Rep. Lynn Woolsey, D-Calif., gave Sheehan her only ticket earlier in the day -- Gallery 5, seat 7, row A -- while Sheehan was attending an "alternative state of the union" news conference by CODEPINK, a group pushing for an end to the Iraq war.

"I'm proud that Cindy's my guest tonight," Woolsey said in an interview before the speech. "She has made a difference in the debate to bring our troops home from Iraq."

Sheehan, wrapped in a bright pink scarf against the cold, protested outside the White House with a handful of others before heading to the Capitol for Bush's speech. There were no cameras around, but the small band faced the executive mansion and shouted repeatedly, "You're evicted!
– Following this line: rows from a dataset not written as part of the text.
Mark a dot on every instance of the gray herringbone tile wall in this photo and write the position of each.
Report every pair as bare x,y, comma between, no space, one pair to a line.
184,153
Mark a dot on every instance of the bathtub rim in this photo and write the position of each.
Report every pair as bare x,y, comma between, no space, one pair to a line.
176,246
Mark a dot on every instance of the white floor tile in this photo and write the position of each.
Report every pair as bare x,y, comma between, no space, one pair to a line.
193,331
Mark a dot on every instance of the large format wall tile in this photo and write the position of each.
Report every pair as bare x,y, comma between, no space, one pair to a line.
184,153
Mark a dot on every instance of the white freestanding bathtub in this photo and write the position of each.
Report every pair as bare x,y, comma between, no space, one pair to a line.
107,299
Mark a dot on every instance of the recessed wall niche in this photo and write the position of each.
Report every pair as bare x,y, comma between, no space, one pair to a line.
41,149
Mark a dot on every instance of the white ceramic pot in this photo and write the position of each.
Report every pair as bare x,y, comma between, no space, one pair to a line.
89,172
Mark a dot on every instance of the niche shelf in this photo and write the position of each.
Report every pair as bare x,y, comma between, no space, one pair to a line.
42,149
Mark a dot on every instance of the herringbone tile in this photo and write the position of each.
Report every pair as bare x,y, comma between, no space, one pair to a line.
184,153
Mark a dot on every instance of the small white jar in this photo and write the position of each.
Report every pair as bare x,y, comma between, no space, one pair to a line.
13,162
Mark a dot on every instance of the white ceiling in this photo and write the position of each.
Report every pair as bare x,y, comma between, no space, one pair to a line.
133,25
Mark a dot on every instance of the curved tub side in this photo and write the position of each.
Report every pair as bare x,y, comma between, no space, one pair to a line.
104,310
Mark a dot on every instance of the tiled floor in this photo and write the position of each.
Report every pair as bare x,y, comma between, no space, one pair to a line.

Get out of our house!"

Sheehan was arrested in September with about 300 other anti-war activists in front of the White House after a weekend of protests against the war in Iraq. In August, she spent 26 days camped near Bush's ranch in Crawford, Texas, where he was spending a working vacation.

Meanwhile, the wife of U.S. Rep. C.W. Bill Young said she was ejected during Bush's address for wearing a T-shirt that said, "Support the Troops Defending Our Freedom."

That's according to the Saint Petersburg Times.

Beverly Young said she was sitting in the front row of the House gallery Tuesday night when she was approached by someone who told her she needed to leave.

She said she reluctantly agreed, but argued with several officers in an outside hallway.

In a telephone interview with the newspaper, Young said she told them her shirt wasn't a protest but a message of support.

Capitol Police Sgt. Kimberly Schneider said Young wasn't ejected from the gallery and she left on her own. She couldn't provide additional details.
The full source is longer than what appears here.